Northern State's landscape divides sharply between the Nile floodplain and the deserts that flank it. The Nubian Desert east of the river is a sandstone plateau crossed by seasonal wadis that rarely reach the Nile -- they flow briefly after rare storms and then vanish. West of the river is the Libyan Desert, equally barren, shading into Libya proper at the border. Jebel Uweinat, at the triple point where Egypt, Libya, and Sudan meet, rises as a mountain in one of the most remote stretches of the Sahara. The state borders Egypt to the north (including the disputed Wadi Halfa Salient), River Nile State to the east, Khartoum State to the southeast, North Kordofan to the south, and North Darfur and Libya to the west.

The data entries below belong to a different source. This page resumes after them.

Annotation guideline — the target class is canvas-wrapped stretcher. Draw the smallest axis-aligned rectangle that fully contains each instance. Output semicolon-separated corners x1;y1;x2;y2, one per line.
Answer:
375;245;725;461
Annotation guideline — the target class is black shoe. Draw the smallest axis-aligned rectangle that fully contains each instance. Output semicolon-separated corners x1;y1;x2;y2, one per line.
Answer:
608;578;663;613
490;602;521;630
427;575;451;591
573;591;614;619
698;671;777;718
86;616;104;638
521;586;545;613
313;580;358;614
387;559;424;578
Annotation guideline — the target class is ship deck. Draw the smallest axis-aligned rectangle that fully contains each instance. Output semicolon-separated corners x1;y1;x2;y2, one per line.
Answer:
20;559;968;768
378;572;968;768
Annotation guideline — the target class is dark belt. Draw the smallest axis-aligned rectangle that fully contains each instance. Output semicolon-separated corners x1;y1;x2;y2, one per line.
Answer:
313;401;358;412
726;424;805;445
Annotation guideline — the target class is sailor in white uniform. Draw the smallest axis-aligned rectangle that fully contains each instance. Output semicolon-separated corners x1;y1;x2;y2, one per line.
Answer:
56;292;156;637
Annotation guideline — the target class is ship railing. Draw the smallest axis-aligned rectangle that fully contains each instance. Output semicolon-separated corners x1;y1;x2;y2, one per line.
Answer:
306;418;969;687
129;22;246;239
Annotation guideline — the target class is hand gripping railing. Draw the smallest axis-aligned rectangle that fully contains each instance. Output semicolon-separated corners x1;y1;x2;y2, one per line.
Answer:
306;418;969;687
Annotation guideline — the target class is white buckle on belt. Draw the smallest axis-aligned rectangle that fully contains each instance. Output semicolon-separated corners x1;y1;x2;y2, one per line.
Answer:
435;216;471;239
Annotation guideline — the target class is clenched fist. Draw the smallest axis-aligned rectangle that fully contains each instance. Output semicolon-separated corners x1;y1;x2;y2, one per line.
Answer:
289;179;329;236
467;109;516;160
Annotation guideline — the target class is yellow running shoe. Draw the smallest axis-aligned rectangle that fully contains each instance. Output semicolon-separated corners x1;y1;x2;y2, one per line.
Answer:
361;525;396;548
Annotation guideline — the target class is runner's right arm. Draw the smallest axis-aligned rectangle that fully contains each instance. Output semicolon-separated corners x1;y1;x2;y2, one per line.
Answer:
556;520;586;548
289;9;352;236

Arabic is the administrative language; Nobiin is spoken widely in riverine Nubian communities; Dongolawi (Andaandi) is used by the Danagla people further south along the river. The Nubians, the Beja, and the Shaigiya make up the main ethnic populations.

War at the Edge

When Sudan's current civil war began on 15 April 2023, Northern State saw only limited clashes. The Rapid Support Forces fought Sudanese and Egyptian forces in the town of Merowe but were defeated and withdrew toward Khartoum, ending RSF ground activity in the state. But drone attacks have continued. Beginning in late 2024 and accelerating into 2025, RSF drones have struck the Merowe Dam's power station, causing outages as far as Port Sudan, and hit the headquarters of the 19th Infantry Division and Merowe Airport. After the fall of El Fasher in Darfur on 26 October 2025, about 32,000 displaced civilians arrived in the city of Al Dabbah, where the Sudanese Red Crescent set up reception sites. The Nubian heartland that has absorbed so many political transformations is absorbing another one. The pyramids still stand. The river still runs. The people who live along it are doing what people along this river have always done: finding ways to continue.

From the Air

Northern State is centered at approximately 17.62 degrees north, 29.42 degrees east in northern Sudan, stretching from the Fourth Cataract on the Nile to the Egyptian border. Best viewed at 15,000 to 30,000 feet to appreciate the striking contrast between the thin green Nile corridor and the surrounding tan-and-red deserts. Nearest airports: Dongola (HSDN) in the capital Dongola, Merowe (HSMN) near the Fourth Cataract and the dam. Jebel Barkal, the Nubian pyramids of El-Kurru and Nuri, and the Merowe Dam are all clearly visible landmarks. Note: ongoing Sudanese civil war since April 2023 means airspace conditions should be confirmed. Extreme desert heat with occasional dust storms.